Para la primera cuestión los populistas eran dados a enaltecer las acciones de heroísmo individual, como lo podía ser atentar contra la vida de un ministro zarista. El problema que esto suponía Lenin lo supo leer a la perfección situando que este tipo de acciones no tenían la recepción entre las masas trabajadoras que esperaban los “populistas”, ya que eran ineficaces en su objetivo de agitar a los oprimidos en contra de sus explotadores y no suponía ningún avance claro. Asimismo para el estado era fácil sustituir un funcionario por otro, por muy importante que este fuera, así que tampoco debilitaba de forma sustancial el sistema de dominación zarista. Para los bolcheviques, por el contrario, la fortaleza de los revolucionarios residían no en su capacidad de sacrificio individual sino en que estos actuaran de forma organizada en un partido y analizando el sentir y la psicología de las masas obreras en una situación política determinada, modelando los objetivos y la acción según el desarrollo del movimiento de masas o del contexto sociopolítico.

Por otro lado los populistas situaban al campesinado como la potencial fuerza que debía liderar la revolución, sin embargo, solamente tenían en cuenta que estos eran la clase social mayoritaria en Rusia y no por la posición social que ocupan respecto a la producción y al trabajo. No entendían, como si lo hacían los marxistas, que la condición del proletariado de no tener propiedad alguna de los medios de producción no le ataba a ninguna forma de organización social que no fuera la socialista, como si le pasaba al campesinado donde habían una mayoría de pequeños productores.

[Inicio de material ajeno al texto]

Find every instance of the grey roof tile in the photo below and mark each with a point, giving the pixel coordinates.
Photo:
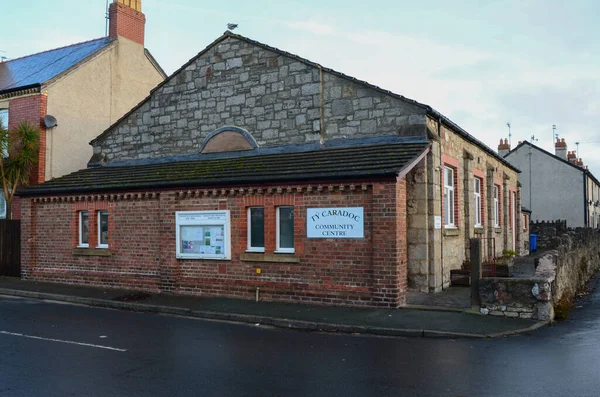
(373, 161)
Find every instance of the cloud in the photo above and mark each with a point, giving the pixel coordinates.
(478, 89)
(312, 27)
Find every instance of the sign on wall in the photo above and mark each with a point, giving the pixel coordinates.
(335, 222)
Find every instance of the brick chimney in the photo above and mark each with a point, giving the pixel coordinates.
(127, 20)
(503, 147)
(560, 148)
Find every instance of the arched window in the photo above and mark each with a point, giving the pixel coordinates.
(228, 139)
(4, 117)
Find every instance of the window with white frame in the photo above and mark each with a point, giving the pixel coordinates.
(203, 234)
(496, 206)
(4, 123)
(102, 229)
(285, 230)
(83, 229)
(477, 199)
(256, 229)
(4, 118)
(449, 197)
(2, 206)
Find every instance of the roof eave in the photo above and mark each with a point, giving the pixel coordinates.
(384, 174)
(24, 90)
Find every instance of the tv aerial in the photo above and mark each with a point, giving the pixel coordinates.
(50, 121)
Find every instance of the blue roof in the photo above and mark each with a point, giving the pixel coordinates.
(38, 68)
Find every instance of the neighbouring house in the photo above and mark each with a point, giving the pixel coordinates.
(252, 171)
(86, 87)
(555, 186)
(524, 248)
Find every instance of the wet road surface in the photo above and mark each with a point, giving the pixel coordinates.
(52, 349)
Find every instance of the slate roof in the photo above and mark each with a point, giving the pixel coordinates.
(34, 70)
(373, 161)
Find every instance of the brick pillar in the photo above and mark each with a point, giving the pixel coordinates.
(389, 244)
(27, 237)
(32, 109)
(168, 265)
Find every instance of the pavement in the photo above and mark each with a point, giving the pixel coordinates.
(446, 315)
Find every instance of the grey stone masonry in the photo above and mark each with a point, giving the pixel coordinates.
(276, 97)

Después de este pequeño recorrido sobre las principales corrientes a las que se opusieron los bolcheviques, queda reflexionar sobre un pequeña cuestión; tras todo este balance y conociendo los resultados de estas dos corrientes de pensamiento; la oportunista y la marxista, pero no solamente en los primeros compases del siglo XX y a finales del XIX, sino en la propia actualidad a través de las asociaciones con organizaciones y movimientos existentes, queda preguntarse ¿Quién tenía razón? Y aunque la respuesta no sea fácil de responder, o mejor dicho, de defender, al menos en el contexto actual, lo cierto es que los oportunistas jamás demostraron estar en lo cierto y los bolcheviques contrastaron en la práctica que sus métodos políticos y organizativos eran los únicos verdaderamente funcionales a los objetivos revolucionarios, a la necesaria acumulación de fuerzas del proletariado para tomar el poder. Y es que a la luz de la historia están los hechos y si por alguna razón estuvieran en la penumbra, estaremos nosotros para devolverlos a la claridad.